5. BÖLÜM

60 12 3
                                    

EY GARİP!

   GARİP’E BENZETTİĞİM bir çocukla irkildim o an. Ürperdim, titredim, heyecanlandım.

   Göğüs kafesimi zorlayan hislerimin kâbusu içinde şimşek gibi bir fikir geldi aklıma.

   Okula gelmesi engellenen, hayatı karartılan, çaresizlik içinde çırpınan Garip’in anne ve babasını ziyaret etmeyi düşündüm. Kendisiyle karşılaşırım umudu yeşermişti bir anda içimde.

   Belki beni bu şekilde fark eder, hiç aklında yoksa bile bir işaret alırdı. Bu bile benim için bir umut oldu, haftalardır içimde sönmeyen
sevda ateşine karşı.

   Üniversiteye çok yakın olan hastanenin yolunu tuttum hiç vakit kaybetmeden, heyecanım doruk noktaya tırmanmıştı.

   İki yüz metrelik yol, bitmek bilmeyen bir hasret kulvarı gibi gelmişti, dermansız bitkin halime.

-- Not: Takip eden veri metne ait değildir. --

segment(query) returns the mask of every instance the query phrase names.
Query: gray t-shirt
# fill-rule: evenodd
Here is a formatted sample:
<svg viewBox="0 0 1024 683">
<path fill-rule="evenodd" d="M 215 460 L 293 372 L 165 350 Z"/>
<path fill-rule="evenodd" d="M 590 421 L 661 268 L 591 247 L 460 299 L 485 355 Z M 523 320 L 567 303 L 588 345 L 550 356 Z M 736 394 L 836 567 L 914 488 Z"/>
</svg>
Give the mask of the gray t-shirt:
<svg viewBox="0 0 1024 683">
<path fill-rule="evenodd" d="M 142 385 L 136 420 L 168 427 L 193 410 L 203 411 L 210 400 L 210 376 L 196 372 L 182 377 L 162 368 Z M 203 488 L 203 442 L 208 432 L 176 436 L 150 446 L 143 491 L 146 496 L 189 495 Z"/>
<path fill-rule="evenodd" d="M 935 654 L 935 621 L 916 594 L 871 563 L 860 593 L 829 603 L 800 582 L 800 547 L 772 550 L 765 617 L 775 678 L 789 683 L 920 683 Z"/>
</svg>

   Her attığım adımla, ıstırabın kör kuyusuna yuvarlanacakmışım gibi bir tedirginlik içindeydim. Bir rüya gibi gelerek yüreğimi avuçlayıp bir rüya gibi kayıplara karışan Garip’le karşılaşma hayali, nefesimi kesiyor, kalbimi kontrol edilmez bir heyecanla dolduruyordu.

   Garip...

   Sen ne Garip bir insansın ki, etrafında onlarca pervane olan gençler dururken, sihirli sevginle yüreğimin en kutsal yerine yerleştin. Bunun sırrı o yüzüne yansıyan saflığın ve duruluğundu.

   Beni öylesine cezp etti ki o büyülü iklime, bir daha kendimi çekip alamadım.

   Hey Garip!
   Çekingen, dürüst, mahcup bir köy genci.

   Senin haberin yok, sessiz geçen saniyelerimin yakıcılığından.

   Nereden bileceksin ki, geleceğini karartan bir emniyet müdürü kızı, senin saflığına tutuldu, yüzündeki nurlu ışıltına vuruldu.

   Hey Garip!

   Beni garip hallere düşürdün, çaresiz dertlerin sahibi yaptın, ulaşılmaz bir aşka mahkûm ettin. Sevdası öksüz kalacak bir sevgiyi yüreğime sardığının farkında değilsin.

   Hey Garip!

   İşte ben de senin bu garipliğini sevdim.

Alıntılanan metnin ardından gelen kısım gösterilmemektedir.